Dallas pipeline magnate Kelcy Warren is merging the two pipeline arms of his Energy Transfer empire — Energy Transfer Partners and Sunoco Logistics Partners — in a $20 billion deal to simplify the number of publicly traded businesses.
Philadelphia-based Sunoco Logistics Partners would actually acquire Dallas’ Energy Transfer Partners with the publicly traded Energy Transfer Equity remaining the overall parent business. Warren would become the chief executive officer of the merged pipeline business, Energy Transfer announced Monday morning.
Energy Transfer Partners investors, called unitholders, would receive receive 1.5 units of Sunoco Logistics Partners for each common unit of ETP they own.

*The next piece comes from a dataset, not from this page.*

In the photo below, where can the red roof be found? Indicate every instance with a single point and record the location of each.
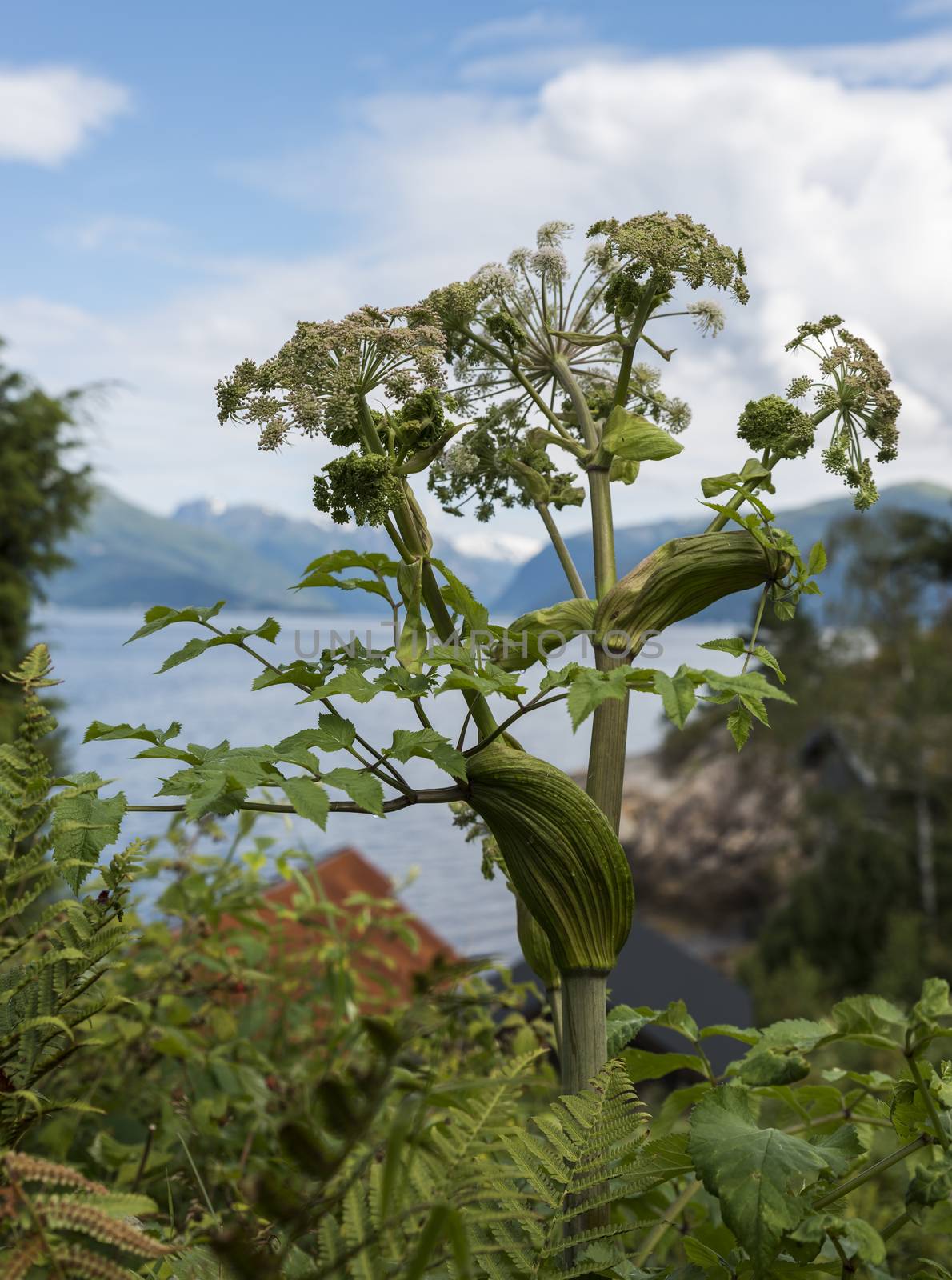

Energy Transfer called this a 10 percent premium to the average pricing of Energy Transfer’s common units for the last 30 trading days prior to the announcement of the deal.
Energy Transfer is the primary owner of the controversial Dakota Access Pipeline, which is 85 percent complete, but mired in delays by the Obama administration and ongoing protests by environmentalists and Native American tribes. The proposed merger, which would close by the end of March, is not expected to impact the project.
Energy Transfer and Sunoco said the deal will give them increased scale and cost savings. Energy Transfer previously acquired Sunoco in 2012 for more than $5 billion, but maintained them as separate public businesses.
Energy Transfer’s fourth publicly traded business, Sunoco LP, would remain the gas station and convenience store wing of the Energy Transfer umbrella.
Energy Transfer president and chief operating offer Mackie McCrea would become chief commercial officer of the merged Sunoco Logistics entity under Warren. Sunoco LP Chairman Matt Ramsey would take over as president. Lastly, Sunoco LP Chief Financial Officer Tom Long would serve as the CFO of the merged business.
Current Sunoco Logistics President and CEO Mike Hennigan and other members of the existing leadership team “will continue in leading management roles of the combined company.”